I’m happy to try and put a pull request together to try and address this,
but it’s not obvious to me the right way to solve this and I’d like to get
feedback / ideas on how to address this.

The root cause of the problem is a "Failed to run spark.kryo.registrator”
error which non-deterministically occurs in some executor processes during
operation.  My custom Kryo registrator is in the application jar, and it is
accessible on the worker nodes.  This is demonstrated by the fact that most
of the time the custom kryo registrator is successfully run.
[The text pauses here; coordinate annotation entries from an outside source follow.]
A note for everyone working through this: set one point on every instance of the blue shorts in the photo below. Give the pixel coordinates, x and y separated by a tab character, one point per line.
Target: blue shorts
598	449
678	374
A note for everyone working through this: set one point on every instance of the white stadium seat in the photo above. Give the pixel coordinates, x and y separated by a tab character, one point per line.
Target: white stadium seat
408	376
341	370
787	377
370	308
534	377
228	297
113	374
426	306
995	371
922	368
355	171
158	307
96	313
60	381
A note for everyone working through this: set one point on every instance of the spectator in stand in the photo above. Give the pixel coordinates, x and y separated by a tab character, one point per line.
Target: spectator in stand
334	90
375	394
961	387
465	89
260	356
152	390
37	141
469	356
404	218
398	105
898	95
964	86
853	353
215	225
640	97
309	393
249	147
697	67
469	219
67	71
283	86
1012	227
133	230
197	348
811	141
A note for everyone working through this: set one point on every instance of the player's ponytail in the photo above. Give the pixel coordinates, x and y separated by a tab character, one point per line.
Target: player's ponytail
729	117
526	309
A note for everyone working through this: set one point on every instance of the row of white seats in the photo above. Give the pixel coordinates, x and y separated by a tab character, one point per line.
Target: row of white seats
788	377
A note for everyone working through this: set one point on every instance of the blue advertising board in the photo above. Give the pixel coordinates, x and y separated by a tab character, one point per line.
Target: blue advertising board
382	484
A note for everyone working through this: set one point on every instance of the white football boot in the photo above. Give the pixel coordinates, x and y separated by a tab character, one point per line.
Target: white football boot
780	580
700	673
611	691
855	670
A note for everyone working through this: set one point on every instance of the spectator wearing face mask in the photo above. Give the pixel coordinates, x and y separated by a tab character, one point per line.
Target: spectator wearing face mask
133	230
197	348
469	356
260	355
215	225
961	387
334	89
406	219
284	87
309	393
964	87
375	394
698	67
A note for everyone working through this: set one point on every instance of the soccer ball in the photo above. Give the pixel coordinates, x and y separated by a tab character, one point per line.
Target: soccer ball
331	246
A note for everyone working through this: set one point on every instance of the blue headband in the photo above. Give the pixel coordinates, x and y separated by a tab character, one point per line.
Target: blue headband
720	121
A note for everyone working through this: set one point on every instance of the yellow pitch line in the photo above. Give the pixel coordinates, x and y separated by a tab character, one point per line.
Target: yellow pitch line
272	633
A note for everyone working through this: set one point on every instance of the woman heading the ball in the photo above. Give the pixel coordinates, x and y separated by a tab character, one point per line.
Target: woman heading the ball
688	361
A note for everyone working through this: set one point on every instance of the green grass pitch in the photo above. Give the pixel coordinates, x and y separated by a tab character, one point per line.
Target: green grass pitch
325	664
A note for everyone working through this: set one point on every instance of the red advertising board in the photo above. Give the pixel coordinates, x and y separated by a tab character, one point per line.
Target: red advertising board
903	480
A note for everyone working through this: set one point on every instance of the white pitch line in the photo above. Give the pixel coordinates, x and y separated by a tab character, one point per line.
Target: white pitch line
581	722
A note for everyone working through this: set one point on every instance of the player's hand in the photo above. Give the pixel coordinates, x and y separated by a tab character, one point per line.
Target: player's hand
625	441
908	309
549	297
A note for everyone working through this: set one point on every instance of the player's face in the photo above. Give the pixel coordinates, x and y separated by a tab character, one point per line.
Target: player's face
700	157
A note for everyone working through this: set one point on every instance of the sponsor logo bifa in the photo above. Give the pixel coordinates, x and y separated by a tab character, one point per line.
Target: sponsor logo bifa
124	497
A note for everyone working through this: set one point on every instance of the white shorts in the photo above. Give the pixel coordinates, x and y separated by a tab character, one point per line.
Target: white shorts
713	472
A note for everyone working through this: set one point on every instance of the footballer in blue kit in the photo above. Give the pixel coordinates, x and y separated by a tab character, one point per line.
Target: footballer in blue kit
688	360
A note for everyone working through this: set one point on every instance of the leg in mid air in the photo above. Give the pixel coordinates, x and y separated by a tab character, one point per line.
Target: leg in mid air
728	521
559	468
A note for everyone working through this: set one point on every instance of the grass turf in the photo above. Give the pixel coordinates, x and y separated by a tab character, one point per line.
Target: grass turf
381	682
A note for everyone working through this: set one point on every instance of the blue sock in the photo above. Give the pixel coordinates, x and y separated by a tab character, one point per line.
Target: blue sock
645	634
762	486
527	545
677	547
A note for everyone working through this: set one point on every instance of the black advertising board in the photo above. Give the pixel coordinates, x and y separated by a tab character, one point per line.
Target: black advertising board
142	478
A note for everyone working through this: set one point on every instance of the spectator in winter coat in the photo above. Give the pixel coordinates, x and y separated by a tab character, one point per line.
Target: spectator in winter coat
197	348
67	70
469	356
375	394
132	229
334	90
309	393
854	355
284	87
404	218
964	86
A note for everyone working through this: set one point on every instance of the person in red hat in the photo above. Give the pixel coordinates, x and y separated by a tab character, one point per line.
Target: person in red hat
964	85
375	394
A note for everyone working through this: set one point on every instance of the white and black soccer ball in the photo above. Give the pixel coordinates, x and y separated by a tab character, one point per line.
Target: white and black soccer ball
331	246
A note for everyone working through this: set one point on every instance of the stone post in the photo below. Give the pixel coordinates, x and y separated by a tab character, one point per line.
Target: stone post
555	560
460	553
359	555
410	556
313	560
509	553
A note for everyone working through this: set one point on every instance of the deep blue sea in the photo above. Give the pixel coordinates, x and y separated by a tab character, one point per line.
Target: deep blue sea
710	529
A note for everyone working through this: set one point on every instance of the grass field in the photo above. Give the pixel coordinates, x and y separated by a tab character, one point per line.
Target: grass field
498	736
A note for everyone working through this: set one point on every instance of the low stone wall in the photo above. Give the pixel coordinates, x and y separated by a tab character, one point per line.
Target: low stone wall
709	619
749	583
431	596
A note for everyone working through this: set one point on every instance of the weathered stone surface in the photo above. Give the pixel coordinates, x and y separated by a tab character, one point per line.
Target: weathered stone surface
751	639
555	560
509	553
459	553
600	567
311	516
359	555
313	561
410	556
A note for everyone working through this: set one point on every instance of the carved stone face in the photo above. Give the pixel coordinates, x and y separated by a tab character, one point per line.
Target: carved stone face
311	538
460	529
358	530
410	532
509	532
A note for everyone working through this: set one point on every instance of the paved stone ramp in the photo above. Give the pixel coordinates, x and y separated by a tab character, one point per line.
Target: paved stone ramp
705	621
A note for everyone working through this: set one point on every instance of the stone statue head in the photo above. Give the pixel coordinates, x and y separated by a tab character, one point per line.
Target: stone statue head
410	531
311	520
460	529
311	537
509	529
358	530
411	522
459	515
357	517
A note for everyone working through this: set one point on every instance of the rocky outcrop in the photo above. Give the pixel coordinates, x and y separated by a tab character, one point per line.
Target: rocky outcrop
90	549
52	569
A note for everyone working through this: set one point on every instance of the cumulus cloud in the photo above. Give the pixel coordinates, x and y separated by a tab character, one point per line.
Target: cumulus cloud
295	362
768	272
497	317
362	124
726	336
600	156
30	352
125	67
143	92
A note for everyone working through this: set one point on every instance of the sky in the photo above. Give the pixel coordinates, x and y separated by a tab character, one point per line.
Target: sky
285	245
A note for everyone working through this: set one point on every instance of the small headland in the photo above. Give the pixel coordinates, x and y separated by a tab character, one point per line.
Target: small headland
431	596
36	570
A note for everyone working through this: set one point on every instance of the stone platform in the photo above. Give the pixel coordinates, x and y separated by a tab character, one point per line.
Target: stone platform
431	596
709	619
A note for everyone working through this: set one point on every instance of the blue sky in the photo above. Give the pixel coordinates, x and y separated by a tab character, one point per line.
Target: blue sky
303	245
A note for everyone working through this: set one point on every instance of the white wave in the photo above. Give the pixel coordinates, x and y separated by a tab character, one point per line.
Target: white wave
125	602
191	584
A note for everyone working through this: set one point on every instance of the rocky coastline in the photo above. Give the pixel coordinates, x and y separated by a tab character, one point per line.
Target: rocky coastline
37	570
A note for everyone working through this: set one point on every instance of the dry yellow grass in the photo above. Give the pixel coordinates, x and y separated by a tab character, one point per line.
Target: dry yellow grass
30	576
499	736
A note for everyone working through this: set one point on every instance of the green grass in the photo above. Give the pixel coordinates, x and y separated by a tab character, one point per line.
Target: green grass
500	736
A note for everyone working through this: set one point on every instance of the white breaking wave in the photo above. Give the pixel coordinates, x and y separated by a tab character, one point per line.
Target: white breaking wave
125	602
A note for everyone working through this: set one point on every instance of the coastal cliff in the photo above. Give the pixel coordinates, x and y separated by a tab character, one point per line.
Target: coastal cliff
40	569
What’s happening is that Kryo serialisation/deserialisation is happening
most of the time on an “Executor task launch worker” thread, which has the
thread's class loader set to contain the application jar.  This happens in
`org.apache.spark.executor.Executor.TaskRunner.run`, and from what I can
tell, it is only these threads that have access to the application jar
(that contains the custom Kryo registrator).  However, the
ConnectionManager threads sometimes need to serialise/deserialise objects
to satisfy “getBlock” requests when the objects haven’t previously been
serialised.  As the ConnectionManager threads don’t have the application
jar available from their class loader, when it tries to look up the custom
Kryo registrator, this fails.  Spark then swallows this exception, which
results in a different ID number —> class mapping for this kryo instance,
and this then causes deserialisation errors later on a different node.

A related issue to the issue reported in SPARK-2878 is that Spark probably
shouldn’t swallow the ClassNotFound exception for custom Kryo registrators.
 The user has explicitly specified this class, and if it deterministically
can’t be found, then it may cause problems at serialisation /
deserialisation time.  If only sometimes it can’t be found (as in this
case), then it leads to a data corruption issue later on.  Either way,
we’re better off dying due to the ClassNotFound exception earlier, than the
weirder errors later on.

I have some ideas on potential solutions to this issue, but I’m keen for
experienced eyes to critique these approaches:

1. The simplest approach to fixing this would be to just make the
application jar available to the connection manager threads, but I’m
guessing it’s a design decision to isolate the application jar to just the
executor task runner threads.  Also, I don’t know if there are any other
threads that might be interacting with kryo serialisation / deserialisation.
2. Before looking up the custom Kryo registrator, change the thread’s class
loader to include the application jar, then restore the class loader after
the kryo registrator has been run.  I don’t know if this would have any
other side-effects.
3. Always serialise / deserialise on the existing TaskRunner threads,
rather than delaying serialisation until later, when it can be done only if
needed.  This approach would probably have negative performance
consequences.
4. Create a new dedicated thread pool for lazy serialisation /
deserialisation that has the application jar on the class path.
 Serialisation / deserialisation would be the only thing these threads do,
and this would minimise conflicts / interactions between the application
jar and other jars.

#4 sounds like the best approach to me, but I think would require
considerable knowledge of Spark internals, which is beyond me at present.
 Does anyone have any better (and ideally simpler) ideas?